How does Europe stand in the political spectrum? From a strictly mathematical point of view, it appears to lean to the right: of the 27 states that make up the EU, 14 are ruled by centre-right governments, eight by left-wing governments, and five, including Romania, by coalitions spanning both sides of the political divide. The right, in the form of the European People’s Party, also dominates the current European parliament – whose mandate will shortly come to a close – with 288 of a total of 785 MEPs, ranged against 217 socialist MEPs. But this type of calculation may miss the point. In reality, the ideological rift in Europe is much narrower than it is elsewhere, for example in America. At the same time, the current global economic crisis has prompted a massive shift in political rhetoric, and European politicians from all sides are queuing up to announce their credentials as champions of the welfare state and critics of heartless liberalism. “Solidarity” and “redistribution” have become the new buzzwords, and any references to “competition” and “market economics” are studiously avoided.

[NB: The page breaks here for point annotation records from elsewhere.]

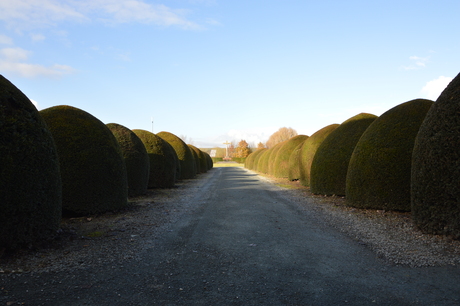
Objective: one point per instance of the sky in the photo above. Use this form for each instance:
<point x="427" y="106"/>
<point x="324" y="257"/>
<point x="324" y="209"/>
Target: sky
<point x="213" y="70"/>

There are more significant conceptual differences on issues such as relations with the United States, the EU’s role in the world, and the progress of political integration in Europe, but the People’s Party is hampered by the fact that it is a relatively eclectic affair, while the Party of European Socialists is more united and ideologically closer to the Liberal Democrats and the Greens; two political groupings that benefit from support from intellectuals and the media, which also lean to the left in the West. So it is likely that a kind of soft left will continue to dominate the European Parliament’s decisions and policy positions for some time to come.

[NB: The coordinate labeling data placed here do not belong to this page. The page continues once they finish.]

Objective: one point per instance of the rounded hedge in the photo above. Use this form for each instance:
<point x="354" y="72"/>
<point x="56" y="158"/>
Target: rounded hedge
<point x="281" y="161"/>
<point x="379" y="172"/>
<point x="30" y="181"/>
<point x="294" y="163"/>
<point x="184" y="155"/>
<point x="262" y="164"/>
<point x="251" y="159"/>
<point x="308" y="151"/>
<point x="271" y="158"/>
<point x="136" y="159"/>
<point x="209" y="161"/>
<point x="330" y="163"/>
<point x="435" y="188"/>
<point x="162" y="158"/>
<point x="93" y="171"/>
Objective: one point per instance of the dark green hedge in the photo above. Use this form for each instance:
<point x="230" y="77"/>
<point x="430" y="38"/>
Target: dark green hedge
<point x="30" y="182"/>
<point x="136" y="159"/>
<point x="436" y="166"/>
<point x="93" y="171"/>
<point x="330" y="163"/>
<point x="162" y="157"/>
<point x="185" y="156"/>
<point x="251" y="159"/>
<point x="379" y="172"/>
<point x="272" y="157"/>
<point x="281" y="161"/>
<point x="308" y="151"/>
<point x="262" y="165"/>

But, you might well ask, does anything really important happen in the European Parliament? Apart from its defining role as an expression of democracy in the community, the Parliament does play an essential role in two practical ways: 1) it elects the commissioners and the president of the European Commission; and 2) it votes on the budget for the European Union. Moreover, now that the hitch in the Czech Republic has been sorted out, if the Irish vote for the Lisbon Treaty in the next referendum, the European Parliament will have extensive new powers. But all this may be somewhat optimistic, because it the current economic crisis continues, the political goodwill that allows leaders to place the EU project before national interests will melt like snow in the sun. Naturally, this will have a negative impact on institutions like the European Parliament.
This year, elections for the European Parliament will held simultaneously in all the member states of the EU for the seventh time since 1979. As always, the turnout will likely be disappointing, and the political stakes will not mean much outside of Brussels. But it will be an important step, especially for Romania and Bulgaria, the two latest countries to join the union. One issue that will be important for the long-standing members of the EU will be the quality of the teams they send to Brussels and Strasbourg. Traditionally, with the exception of a handful of big-hitters who are usually at the end of their careers, Western European countries elect political also-rans to represent them in Europe. But this will not be the case in Eastern Europe, where the job description for MEPs is radically different. There are two reasons for this: 1) relations between national political parties and groups like the EPP, PES and ALDE are more important than they are in western countries; and 2) the ability of MEPs to promote national interests counts for much more.
How these criteria affected the reshuffle of election lists in individual countries is anybody’s guess. As for what the European electorate will think, we will have to wait and see on 7 June.